Epigenetic modifications are chemical marks that sit ‘on top’ of either the DNA or the histone proteins around which DNA is wrapped. One of the best studied is DNA methylation.”

  Perhaps counterintuitively, however, epigenetic marks do not appear to pass between generations, something which Anne believes is frequently misunderstood.

 “Genetic material, or DNA, is of course at the centre of inheritance and is transmitted from one generation to the next. But there’s a big question about the extent to which the epigenome can be transmitted from one generation to the next.  You might imagine that if an epigenetic modification is sitting on the parent’s DNA, there is the potential for that non-genetic information to be transmitted to offspring. But actually one of the things that’s very important about epigenetic modifications in mammals is that the epigenome is erased and reconstructed, not once, but twice, from one generation to the next. Indeed, while a mammal is making the cells that are going to become the egg and the sperm, all the epigenetic marks are erased. So the primordial germ cell, the early cell that’s going to develop into an egg or a sperm, is epigenetically naked. As it divides and develops its identity, it acquires a new set of marks that are specific to it being an egg or a sperm. And then upon fertilisation those marks are mostly erased for a second time. So an epigenetic mark that is put on in one generation is removed, and then new epigenetic modifications are reconstructed as the new embryo develops. Although we don’t fully understand the details of this, I don’t think that concept is well appreciated.”
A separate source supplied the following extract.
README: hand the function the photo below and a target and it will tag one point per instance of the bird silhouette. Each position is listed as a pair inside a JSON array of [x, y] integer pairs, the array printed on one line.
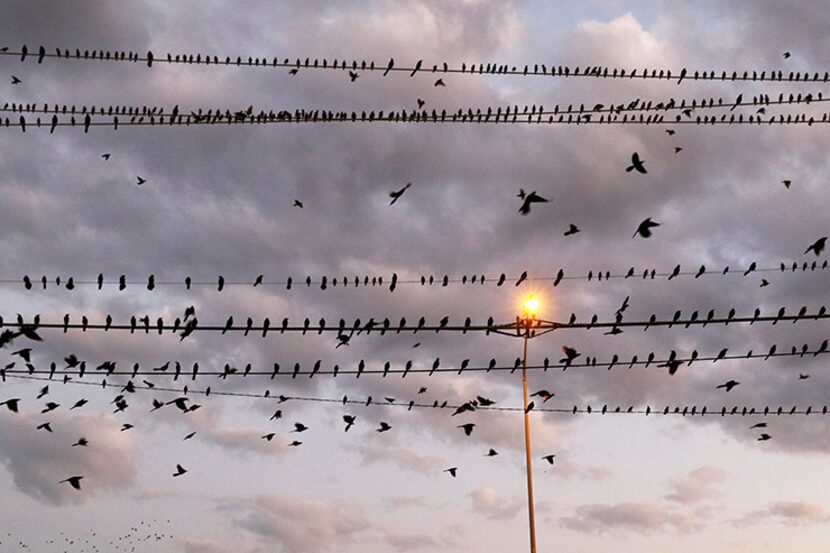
[[817, 247], [570, 355], [728, 385], [544, 394], [384, 427], [398, 193], [468, 428], [531, 198], [349, 420], [74, 481], [636, 164], [644, 229]]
 “Only a tiny proportion of our DNA encodes genes that code for proteins. But that doesn’t mean that the other 98% of it is not functionally relevant for example as regulatory sequences. In humans, around half of our DNA is repetitive - sequences of DNA that are repeated over and over and over again, and many of those sequences look like viral DNA.

 “Many of those sequences also have the ability to jump around, because they contain some of those regulatory sequences and viral genes that enable them to integrate into the genome. It’s very important that is suppressed. One of the things that epigenetic modifications have evolved to do is to be targeted to those sequences and package them tightly to make them inaccessible to the gene expression machinery. Over time, some of these repetitive sequences have mutated, and now actually don’t really look like mobile elements anymore yet they are still epigenetically modified and act as regulatory sequences the behaviour of neighbouring genes. These sequences are not in identical places in different individuals, so they could explain why one individual is different from another or why one individual might have a disease and another one doesn’t.
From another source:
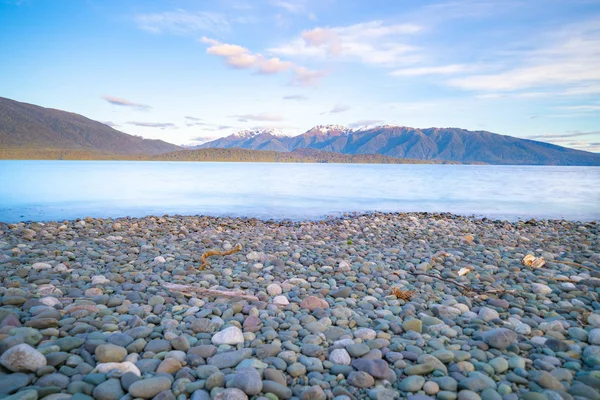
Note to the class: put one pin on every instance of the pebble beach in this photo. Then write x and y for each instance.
(374, 306)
 The advent of CRISPR technology, enabling advances in the targeted editing of the genome, has transformed both experimental research in genetics and epigenetics, and the ability to develop therapeutic applications.”
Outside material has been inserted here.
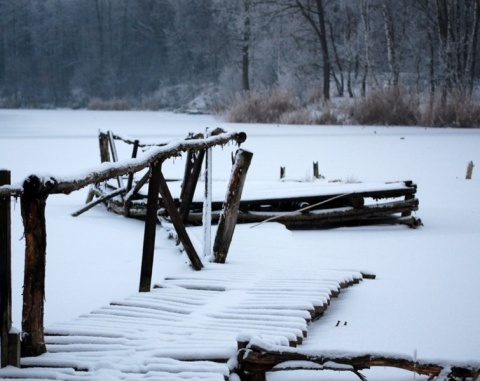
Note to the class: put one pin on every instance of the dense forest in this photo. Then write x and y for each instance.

 Anne’s excitement and enthusiasm for the ever-evolving possibilities of genetic research are tangible, even as a hectic schedule across her multiple roles compete for her seemingly limitless energy. This year the Genetics Society marked the 70^th anniversary of the structure of DNA with a series of lectures and prizes, celebrating a milestone which fixed genetics permanently in the public consciousness.

 “I think we underestimate the public’s understanding of genetics; we found that especially after COVID, the public’s knowledge and interest is growing,” Anne says. “The public really care about the transmission of their own traits to their offspring and the impact of mutation and their lifestyles on themselves and their children. It’s a huge discipline, and the discovery of the structure of DNA was of course central to that, but there was a discipline before that and there remains plenty still to understand and apply in the future.”